II)- A recorrente foi mandada reintegrar , no seu serviço , por Ac. do STA , de 05-12-96 , nunca se tendo apresentado ao serviço , apesar de devidamente notificada para o efeito .

III)- Não se verifica erro nos pressupostos de direito , quando resulta dos autos que o processo disciplinar foi instaurado por despacho do Presidente do Conselho de Administração da ARS , do Norte , de 21-10-99 , na sequência de auto de falta de assiduidade , previamente levantado à recorrente , dando-se assim cumprimento ao disposto no artº 72º , 1 , do ED, onde se estabelece que o auto por falta de assiduidade servirá de base a processo disciplinar .

IV)- O facto de se verificarem circunstâncias previstas na lei como atenuantes não implica que , em todos os casos , elas devam ser valoradas como tal e menos ainda que integrem as atenuantes especiais do artº 29º , do ED .

V)- As circunstâncias atenuantes especiais ( artº 29º , als. a), b) e e),do ED)que não sejam consideradas pela Administração , na atenuação da pena, em caso de infracções graves , cometidas pelo arguído , que põem em causa a viabilidade da relação funcional , só podem ser apreciadas pelo Tribunal , em casos de erro grosseiro , grave ou manifesto na sua apreciação pela Administração .

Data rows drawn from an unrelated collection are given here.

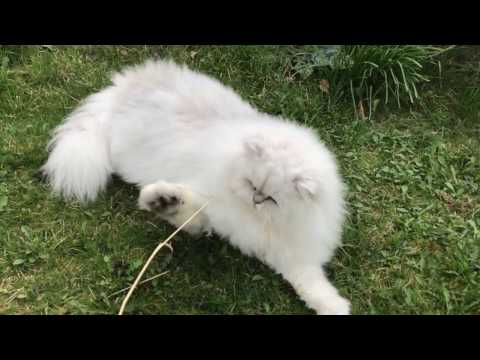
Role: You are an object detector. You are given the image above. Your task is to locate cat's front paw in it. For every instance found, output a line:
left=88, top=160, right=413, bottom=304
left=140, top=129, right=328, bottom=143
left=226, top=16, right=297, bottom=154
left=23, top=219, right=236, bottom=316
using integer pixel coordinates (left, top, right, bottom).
left=315, top=296, right=351, bottom=315
left=138, top=182, right=185, bottom=216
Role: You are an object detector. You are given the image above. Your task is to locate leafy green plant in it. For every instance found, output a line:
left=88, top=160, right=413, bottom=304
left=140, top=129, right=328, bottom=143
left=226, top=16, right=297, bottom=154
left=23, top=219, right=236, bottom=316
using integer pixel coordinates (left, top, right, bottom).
left=292, top=45, right=451, bottom=115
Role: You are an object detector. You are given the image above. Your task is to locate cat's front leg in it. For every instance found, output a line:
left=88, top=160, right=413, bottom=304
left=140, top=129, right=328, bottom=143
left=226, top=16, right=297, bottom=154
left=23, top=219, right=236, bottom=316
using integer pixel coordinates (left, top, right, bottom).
left=138, top=181, right=209, bottom=235
left=283, top=265, right=350, bottom=315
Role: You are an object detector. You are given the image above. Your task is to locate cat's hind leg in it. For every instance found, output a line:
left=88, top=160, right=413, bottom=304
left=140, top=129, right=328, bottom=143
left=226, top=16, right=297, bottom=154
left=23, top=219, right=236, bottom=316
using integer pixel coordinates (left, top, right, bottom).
left=138, top=181, right=209, bottom=235
left=282, top=265, right=351, bottom=315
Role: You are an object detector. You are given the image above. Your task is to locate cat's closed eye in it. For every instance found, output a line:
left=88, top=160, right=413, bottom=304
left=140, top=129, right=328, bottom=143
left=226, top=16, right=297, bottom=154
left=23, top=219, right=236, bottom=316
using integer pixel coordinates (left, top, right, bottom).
left=245, top=179, right=257, bottom=191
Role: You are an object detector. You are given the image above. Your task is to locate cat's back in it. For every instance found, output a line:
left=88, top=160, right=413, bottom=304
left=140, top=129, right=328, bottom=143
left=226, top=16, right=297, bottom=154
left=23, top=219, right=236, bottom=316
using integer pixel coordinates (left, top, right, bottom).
left=112, top=60, right=256, bottom=122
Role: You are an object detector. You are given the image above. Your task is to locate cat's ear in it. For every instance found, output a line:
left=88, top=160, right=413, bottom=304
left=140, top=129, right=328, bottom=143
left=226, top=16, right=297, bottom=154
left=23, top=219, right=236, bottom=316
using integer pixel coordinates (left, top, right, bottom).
left=293, top=175, right=318, bottom=200
left=243, top=136, right=265, bottom=158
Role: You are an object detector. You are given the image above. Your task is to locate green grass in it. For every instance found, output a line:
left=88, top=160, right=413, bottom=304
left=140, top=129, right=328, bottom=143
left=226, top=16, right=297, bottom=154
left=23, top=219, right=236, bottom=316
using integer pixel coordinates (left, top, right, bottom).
left=0, top=46, right=480, bottom=314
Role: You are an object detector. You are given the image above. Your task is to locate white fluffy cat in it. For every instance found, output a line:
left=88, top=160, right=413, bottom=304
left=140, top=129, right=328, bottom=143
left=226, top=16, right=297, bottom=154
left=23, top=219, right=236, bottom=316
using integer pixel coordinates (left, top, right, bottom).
left=43, top=61, right=350, bottom=314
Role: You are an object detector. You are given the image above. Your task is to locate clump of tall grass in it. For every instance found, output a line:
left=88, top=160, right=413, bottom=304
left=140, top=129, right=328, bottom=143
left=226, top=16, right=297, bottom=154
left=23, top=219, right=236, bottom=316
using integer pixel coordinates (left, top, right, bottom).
left=291, top=45, right=451, bottom=118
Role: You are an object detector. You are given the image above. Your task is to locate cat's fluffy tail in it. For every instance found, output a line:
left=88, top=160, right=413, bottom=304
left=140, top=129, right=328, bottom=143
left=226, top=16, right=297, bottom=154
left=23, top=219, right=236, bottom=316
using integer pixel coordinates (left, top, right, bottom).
left=41, top=93, right=112, bottom=202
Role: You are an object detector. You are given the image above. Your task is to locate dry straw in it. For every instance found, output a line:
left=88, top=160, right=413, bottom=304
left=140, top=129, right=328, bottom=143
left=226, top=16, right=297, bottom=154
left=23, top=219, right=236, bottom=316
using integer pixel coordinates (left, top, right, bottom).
left=118, top=201, right=208, bottom=315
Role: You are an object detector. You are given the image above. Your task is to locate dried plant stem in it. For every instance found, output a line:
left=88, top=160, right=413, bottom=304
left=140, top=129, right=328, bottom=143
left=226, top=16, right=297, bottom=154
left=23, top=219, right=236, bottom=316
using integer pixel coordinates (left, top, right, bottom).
left=118, top=201, right=208, bottom=315
left=108, top=270, right=170, bottom=298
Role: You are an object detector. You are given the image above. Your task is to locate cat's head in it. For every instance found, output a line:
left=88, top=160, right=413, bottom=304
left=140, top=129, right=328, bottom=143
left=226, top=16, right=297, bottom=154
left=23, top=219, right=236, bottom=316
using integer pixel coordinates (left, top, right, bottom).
left=230, top=135, right=336, bottom=212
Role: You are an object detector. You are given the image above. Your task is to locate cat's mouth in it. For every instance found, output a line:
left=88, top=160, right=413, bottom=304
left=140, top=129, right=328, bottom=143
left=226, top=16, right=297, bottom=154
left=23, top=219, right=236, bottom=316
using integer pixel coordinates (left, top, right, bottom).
left=252, top=193, right=278, bottom=207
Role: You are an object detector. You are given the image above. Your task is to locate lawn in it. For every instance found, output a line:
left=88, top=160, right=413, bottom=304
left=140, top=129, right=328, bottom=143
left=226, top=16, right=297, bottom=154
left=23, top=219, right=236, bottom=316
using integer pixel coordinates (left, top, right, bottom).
left=0, top=46, right=480, bottom=314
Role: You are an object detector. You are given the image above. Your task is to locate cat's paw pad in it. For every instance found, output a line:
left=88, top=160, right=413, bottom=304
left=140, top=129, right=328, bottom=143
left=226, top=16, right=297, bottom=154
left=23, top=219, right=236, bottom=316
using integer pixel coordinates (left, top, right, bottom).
left=138, top=183, right=185, bottom=216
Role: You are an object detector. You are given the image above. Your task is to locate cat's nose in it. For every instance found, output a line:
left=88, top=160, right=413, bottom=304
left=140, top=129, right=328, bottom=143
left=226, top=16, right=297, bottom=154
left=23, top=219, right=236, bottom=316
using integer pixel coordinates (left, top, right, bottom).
left=253, top=193, right=265, bottom=205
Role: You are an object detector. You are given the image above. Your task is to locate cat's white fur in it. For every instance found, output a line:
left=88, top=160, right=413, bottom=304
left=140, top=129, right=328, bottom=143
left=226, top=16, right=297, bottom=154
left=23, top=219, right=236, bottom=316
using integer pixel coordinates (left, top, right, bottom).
left=43, top=61, right=350, bottom=314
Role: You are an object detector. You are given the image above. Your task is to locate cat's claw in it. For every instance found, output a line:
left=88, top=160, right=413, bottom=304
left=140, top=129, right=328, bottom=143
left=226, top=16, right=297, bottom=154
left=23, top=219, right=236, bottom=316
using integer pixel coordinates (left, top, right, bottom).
left=138, top=183, right=185, bottom=216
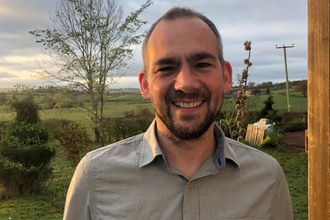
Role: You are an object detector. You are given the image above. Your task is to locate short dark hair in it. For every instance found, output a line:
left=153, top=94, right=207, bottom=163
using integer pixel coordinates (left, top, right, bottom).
left=142, top=7, right=225, bottom=71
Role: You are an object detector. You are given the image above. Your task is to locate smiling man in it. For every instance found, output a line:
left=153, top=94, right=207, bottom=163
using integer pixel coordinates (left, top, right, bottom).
left=64, top=8, right=293, bottom=220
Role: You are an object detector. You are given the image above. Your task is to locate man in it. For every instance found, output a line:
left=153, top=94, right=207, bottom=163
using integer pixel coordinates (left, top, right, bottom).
left=64, top=8, right=293, bottom=220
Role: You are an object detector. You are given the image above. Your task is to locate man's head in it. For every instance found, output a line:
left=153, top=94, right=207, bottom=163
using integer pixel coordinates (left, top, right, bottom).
left=142, top=7, right=225, bottom=71
left=139, top=8, right=231, bottom=141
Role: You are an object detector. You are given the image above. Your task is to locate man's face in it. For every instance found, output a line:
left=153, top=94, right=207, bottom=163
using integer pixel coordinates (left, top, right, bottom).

VI)- Não se verifica a prescrição do procedimento disciplinar , quando se considerou a infracção continuada até 04-11-99 . Na verdade , a arguida começou a faltar ao serviço , a partir de 07-02-97 , ininterruptamente , até 04-11-99 , sem apresentar qualquer justificação , constituíndo , por conseguinte , uma infracção continuada , cujo prazo de prescrição não começa a correr , enquanto não cessar a conduta faltosa .

VII)- Na verdade , tanto o carácter continuado como o carácter permanente da conduta do infractor , implica que só com a cessação da mesma tenha lugar o início do cômputo do prazo de prescrição do procedimento disciplinar .

VIII)- A lei admite a fundamentação por referência ( per relationem ).

IX)- O destinatário do acto deve , perante ela , ficar em condições de saber o motivo por que se decidiu em certo sentido e não em outro qualquer , como é manifestamente , o caso « sub judice » .
Aditamento:
1
Decisão Texto Integral:A recorrente veio interpor recurso contencioso directo de anulação do acto administrativo lesivo , que lhe aplicou a pena disciplinar de demissão da função pública .

A recorrente alega , designadamente , que o acto recorrido está ferido de erro de direito , na medida em que não invoca a única disposição legal que deveria invocar , o artº 71º , do ED , por se tratar de procedimento disciplinar por faltas injustificadas .

O procedimento disciplinar encontra-se , há muito prescrito , nos termos do nº 2 , do artº 4º , do ED .

Deve ser dado provimento ao presente recurso .

A fls. 63 e ss , a entidade recorrida veio apresentar a sua resposta , pugnando pela manutenção do acto recorrido , negando-se provimento ao recurso .

A fls. 83 e ss , a recorrente veio apresentar as suas alegações , com as respectivas conclusões de fls. 99 a 101 , que de seguida se juntam por fotocópia extraída dos autos .

No seu douto e fundamentado parecer , de fls. 103 a 104 , o Sr. Procurador-
-Geral Adjunto entendeu que o recurso deve improceder .

MATÉRIA de FACTO :

Com interesse para a decisão , considero provados e relevantes os seguintes factos :

1)- A recorrente/arguida era médica no Centro de Saúde de Murça (CSM) , desde 1985 .

2)- No âmbito de um processo disciplinar , foi-lhe aplicado , por despacho ministerial , de 27-02-87 , a pena de demissão .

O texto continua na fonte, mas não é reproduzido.